The Tiger was a formidable tank. It saw action in Russia, Tunisia, Sicily, Italy and north-west Europe (although production was limited to just 1,354 tanks) and it was feared by all Allied tank crews, which gave the Panzer forces a considerable psychological advantage. Even so, it would probably be fair to say that more Tigers were lost to mechanical failure than to combat.
The Tank Museum‘s Tiger 131 was in service with 3 Platoon (Troop), 1 Kompanie, Schwere Panzer Abteilung 504, German Army, it was captured by 48 RTR, A Squadron, 4 Troop, at Djebel Djaffa, Tunisia, on 21st April 1943.
This tank was the first Tiger to be captured intact by British or U.S. forces when it was knocked out in the final month of the Tunisian campaign. It arrived in Tunisia sometime between 22nd March and 16th April 1943 and was involved in an action with 48 RTR near Medjez-el-Bab on 21 April 1943. It knocked out two Churchills but a shot from another’s six-pounder stuck the gun mantlet, and although unable to penetrate the tank’s thick armour, jammed the turret and wounded the commander.
Damage is still visible on the mantlet, superstructure front plate and turret lifting boss. The crew abandoned the tank, and it was recovered the next day and refurbished using parts from other vehicles. The Tiger was later displayed in Tunis and inspected there by King George VI and Winston Churchill.
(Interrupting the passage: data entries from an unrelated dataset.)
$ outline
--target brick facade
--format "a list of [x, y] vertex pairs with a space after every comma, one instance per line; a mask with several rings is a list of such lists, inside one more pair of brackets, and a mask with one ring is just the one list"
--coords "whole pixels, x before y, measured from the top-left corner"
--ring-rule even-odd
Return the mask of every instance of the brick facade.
In October 1943 it was sent to the School of Tank Technology for evaluation and in November 1944 displayed on Horse Guards Parade.
Hand Crank Starter
The hand crank starter, is the recommended way of starting a Tiger in cold weather conditions, for normal conditions it also has an electric starter.
The inertia starter ” Schwungmasse ” works by rotating a heavy mass at speed, once it reaches 60rpm a lever is pulled below the hand cranking arm, this pushes the drive pinion onto the fly wheel, making the engine rotate and start.
These men starting the Tiger are very experienced tank mechanics, who volunteer to keep Tiger 131 working.